Characterizing Identification of a Deconvoluted Density Without Independence Hey, I'm new here and this is my first attempt at a question. My background is in econometrics, so I apologize in advance if I use unfamiliar notation or display ignorance of important work.
Suppose we observe a large amount of data $\{(Z_{i})\}_{i=1}^{n}$
generated i.i.d. by $Z_{i }= X_{i} + Y_{i}$ with $Y$ representing contaminating noise with known distribution.  Interest is in working backwards (deconvolution) to learn (identify) as much as possible about the distribution of $X$.  Let the characteristic functions of these variables be denoted as $\phi_{X}(t) \equiv E(e^{ixt})$ and similar notation for $Y$ and $Z$.
It is well known that the full distribution of $X$ can be learned under the restriction that $X \perp Y$.  This follows because $\phi_{Z}(t)$ can be consistently estimated from the data and $\phi_{X}(t) = \frac{\phi_{Z}(t)}{\phi_{Y}(t)}$.  However, I am interested in relaxing this restriction and replacing it with the weaker requirement that $\forall x\in \text{Supp}(X)$, $E(Y|X=x)=0$.
Under this restriction, I know that (for example), the variance of the unknown distribution $X$ can be learned by:
$Cov(X,Y)=0 \implies Var(X) = Var(Z) - Var(Y).$
However, I am fairly certain that I cannot learn the entire distribution of $X$ with this weaker assumption.  If you can think of a good counter-example, that would be helpful.  More importantly, I would like to make the strongest possible statements about the full distribution of $X$ based on knowledge of the distributions of $Y$ and $Z$.
Edited to add-----------
I have become aware that if I altered my assumption to require that $med(Y|X)=0$ I would pin down a horizontal section of the copula between Y and X and that the bounds in that case have been well studied (for example: tandfonline.com/doi/abs/10.1080/03610920701386976). However, this is a less useful result. Perhaps no aspect of a copula is pinned down by a conditional mean restriction? Would this limit my ability to provide meaningful bounds on quantiles of the $X$ distribution?

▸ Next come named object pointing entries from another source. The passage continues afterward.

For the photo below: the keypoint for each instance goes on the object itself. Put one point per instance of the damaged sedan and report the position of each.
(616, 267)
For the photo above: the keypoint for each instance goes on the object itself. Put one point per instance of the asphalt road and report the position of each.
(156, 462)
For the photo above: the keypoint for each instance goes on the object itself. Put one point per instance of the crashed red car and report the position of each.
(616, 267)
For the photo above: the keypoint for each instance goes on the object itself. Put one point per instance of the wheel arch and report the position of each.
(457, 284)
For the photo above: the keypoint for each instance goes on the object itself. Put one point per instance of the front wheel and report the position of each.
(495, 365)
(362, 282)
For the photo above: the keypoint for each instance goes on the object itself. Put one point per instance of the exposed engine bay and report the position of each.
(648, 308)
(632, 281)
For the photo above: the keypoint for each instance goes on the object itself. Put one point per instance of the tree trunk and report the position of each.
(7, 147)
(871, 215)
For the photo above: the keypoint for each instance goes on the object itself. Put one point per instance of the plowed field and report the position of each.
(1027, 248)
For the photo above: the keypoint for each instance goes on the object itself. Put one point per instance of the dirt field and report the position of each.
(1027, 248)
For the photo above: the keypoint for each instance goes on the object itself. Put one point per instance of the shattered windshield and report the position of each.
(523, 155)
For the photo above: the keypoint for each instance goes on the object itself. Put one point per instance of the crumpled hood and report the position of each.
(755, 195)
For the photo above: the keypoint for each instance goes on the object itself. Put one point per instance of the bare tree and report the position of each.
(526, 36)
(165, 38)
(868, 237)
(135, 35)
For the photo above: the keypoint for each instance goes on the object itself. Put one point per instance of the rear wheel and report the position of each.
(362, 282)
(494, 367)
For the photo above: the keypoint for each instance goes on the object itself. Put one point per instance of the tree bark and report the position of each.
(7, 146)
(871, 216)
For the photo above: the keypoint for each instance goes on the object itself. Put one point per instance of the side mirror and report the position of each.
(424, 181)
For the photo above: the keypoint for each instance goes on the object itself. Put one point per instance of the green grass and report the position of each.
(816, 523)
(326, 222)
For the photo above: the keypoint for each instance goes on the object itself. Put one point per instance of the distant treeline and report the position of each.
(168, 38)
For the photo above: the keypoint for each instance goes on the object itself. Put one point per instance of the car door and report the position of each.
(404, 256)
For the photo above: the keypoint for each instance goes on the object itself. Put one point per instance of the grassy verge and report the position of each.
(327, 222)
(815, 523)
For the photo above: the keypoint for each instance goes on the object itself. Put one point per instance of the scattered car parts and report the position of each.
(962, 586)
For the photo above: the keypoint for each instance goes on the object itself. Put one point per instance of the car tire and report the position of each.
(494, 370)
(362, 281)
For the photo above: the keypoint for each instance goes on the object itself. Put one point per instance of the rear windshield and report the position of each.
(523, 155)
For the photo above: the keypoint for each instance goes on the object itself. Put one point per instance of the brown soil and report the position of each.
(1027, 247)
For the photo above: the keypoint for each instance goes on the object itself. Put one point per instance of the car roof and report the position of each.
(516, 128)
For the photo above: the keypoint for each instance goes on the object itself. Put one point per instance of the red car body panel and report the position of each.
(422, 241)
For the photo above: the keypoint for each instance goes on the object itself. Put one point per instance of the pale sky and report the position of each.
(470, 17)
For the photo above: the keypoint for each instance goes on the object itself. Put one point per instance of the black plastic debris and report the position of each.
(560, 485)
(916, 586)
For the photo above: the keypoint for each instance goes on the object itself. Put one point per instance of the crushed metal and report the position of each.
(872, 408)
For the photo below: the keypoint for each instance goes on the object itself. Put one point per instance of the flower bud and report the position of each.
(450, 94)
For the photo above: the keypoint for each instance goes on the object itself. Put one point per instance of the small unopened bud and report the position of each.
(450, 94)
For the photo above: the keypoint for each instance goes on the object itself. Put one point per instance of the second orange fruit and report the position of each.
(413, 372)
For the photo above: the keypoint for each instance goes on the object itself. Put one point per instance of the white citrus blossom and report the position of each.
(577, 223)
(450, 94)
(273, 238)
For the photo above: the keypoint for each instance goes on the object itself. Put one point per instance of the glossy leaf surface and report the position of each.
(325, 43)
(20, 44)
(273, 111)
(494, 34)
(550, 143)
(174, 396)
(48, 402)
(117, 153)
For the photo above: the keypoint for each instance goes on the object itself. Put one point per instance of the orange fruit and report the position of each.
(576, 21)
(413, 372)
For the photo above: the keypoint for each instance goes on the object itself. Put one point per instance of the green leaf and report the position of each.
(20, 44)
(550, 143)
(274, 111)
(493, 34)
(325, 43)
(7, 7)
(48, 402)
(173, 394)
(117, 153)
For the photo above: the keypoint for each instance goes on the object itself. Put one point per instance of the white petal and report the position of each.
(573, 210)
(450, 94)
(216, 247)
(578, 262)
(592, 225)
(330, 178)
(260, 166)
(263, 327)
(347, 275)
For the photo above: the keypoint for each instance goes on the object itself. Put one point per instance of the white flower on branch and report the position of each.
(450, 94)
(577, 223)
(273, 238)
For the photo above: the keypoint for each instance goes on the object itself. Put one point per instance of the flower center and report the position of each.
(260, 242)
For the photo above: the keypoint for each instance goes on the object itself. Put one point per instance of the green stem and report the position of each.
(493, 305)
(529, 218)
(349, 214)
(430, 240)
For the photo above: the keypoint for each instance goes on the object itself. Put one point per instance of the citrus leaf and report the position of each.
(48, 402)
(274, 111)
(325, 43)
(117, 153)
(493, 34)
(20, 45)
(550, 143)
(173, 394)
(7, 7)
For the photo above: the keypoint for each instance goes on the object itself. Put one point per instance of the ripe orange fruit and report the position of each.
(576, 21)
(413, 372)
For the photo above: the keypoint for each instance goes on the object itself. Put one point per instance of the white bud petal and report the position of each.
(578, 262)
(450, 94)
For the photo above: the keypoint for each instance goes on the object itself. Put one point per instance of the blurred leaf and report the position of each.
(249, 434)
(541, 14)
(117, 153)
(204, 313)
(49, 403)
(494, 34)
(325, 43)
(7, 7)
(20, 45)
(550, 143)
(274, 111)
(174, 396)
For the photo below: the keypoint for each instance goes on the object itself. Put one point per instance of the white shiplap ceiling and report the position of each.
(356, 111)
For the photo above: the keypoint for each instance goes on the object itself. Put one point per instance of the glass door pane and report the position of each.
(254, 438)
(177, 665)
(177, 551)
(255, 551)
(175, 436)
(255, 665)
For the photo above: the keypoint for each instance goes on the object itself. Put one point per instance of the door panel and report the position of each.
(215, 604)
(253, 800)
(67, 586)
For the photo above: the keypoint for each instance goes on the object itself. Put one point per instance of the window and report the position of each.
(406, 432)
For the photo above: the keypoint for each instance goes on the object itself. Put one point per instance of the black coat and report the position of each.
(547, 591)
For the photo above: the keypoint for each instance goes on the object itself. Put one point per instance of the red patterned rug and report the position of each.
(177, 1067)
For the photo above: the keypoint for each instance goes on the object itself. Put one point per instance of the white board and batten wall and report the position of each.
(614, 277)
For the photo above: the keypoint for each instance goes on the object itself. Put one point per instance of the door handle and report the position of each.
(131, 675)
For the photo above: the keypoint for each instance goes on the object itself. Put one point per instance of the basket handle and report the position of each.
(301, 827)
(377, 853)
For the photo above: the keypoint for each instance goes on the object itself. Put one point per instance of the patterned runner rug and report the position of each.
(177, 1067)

 A: Here's a counterexample found through numerical experimentation
Assume $X \in \{ x_1, x_2, x_3\}$ and $Y \in \{ y_1, y_2, y_3 \}$.
Let $P$ be a $3 \times 3$ matrix where $p_{ij} = P(X=x_j \land Y=y_i)$
Take
$$( x_1, x_2, x_3 ) = (1,0,-1) \\\\
( y_1, y_2, y_3 ) = (1,0,-1)$$ and 
$$P = \left\[\begin{array}{ccc}
0.06& 0 & 0.03\\\\
0.06 & 0.37 & 0.39\\\\
0.06 & 0 & 0.03\\\\
\end{array}\right\]$$
The distribution of $Z$ is 
$$\begin{array}{ccc}
p(Z=-2) &=& 0.03\\\\
p(Z=-1) &=& 0.39\\\\
p(Z=0) &=& 0.46\\\\
p(Z=1) &=& 0.06\\\\
p(Z=2) &=& 0.06\end{array}$$
and the marginal distribution of $Y$ is 
$$\begin{array}{ccc}
P(Y=1) &=& 0.09\\\\
P(Y=0) &=& 0.82\\\\
P(Y=-1) &=& 0.09\\\\
\end{array}$$
One can check that $\forall x, E(Y|X=x) = 0$
Suppose now we take
$$( x_1, x_2, x_3 ) = (-1,0,2)$$
and
$$P = \left\[\begin{array}{ccc}
0.03 & 0.06& 0\\\\
0.33& 0.43 & 0.06\\\\
0.03 & 0.06 & 0
\end{array}\right\]$$
This is a different distribution for $X$ yet the distribution for $Z$ and the marginal distribution for $Y$ are unchanged and the same properties hold.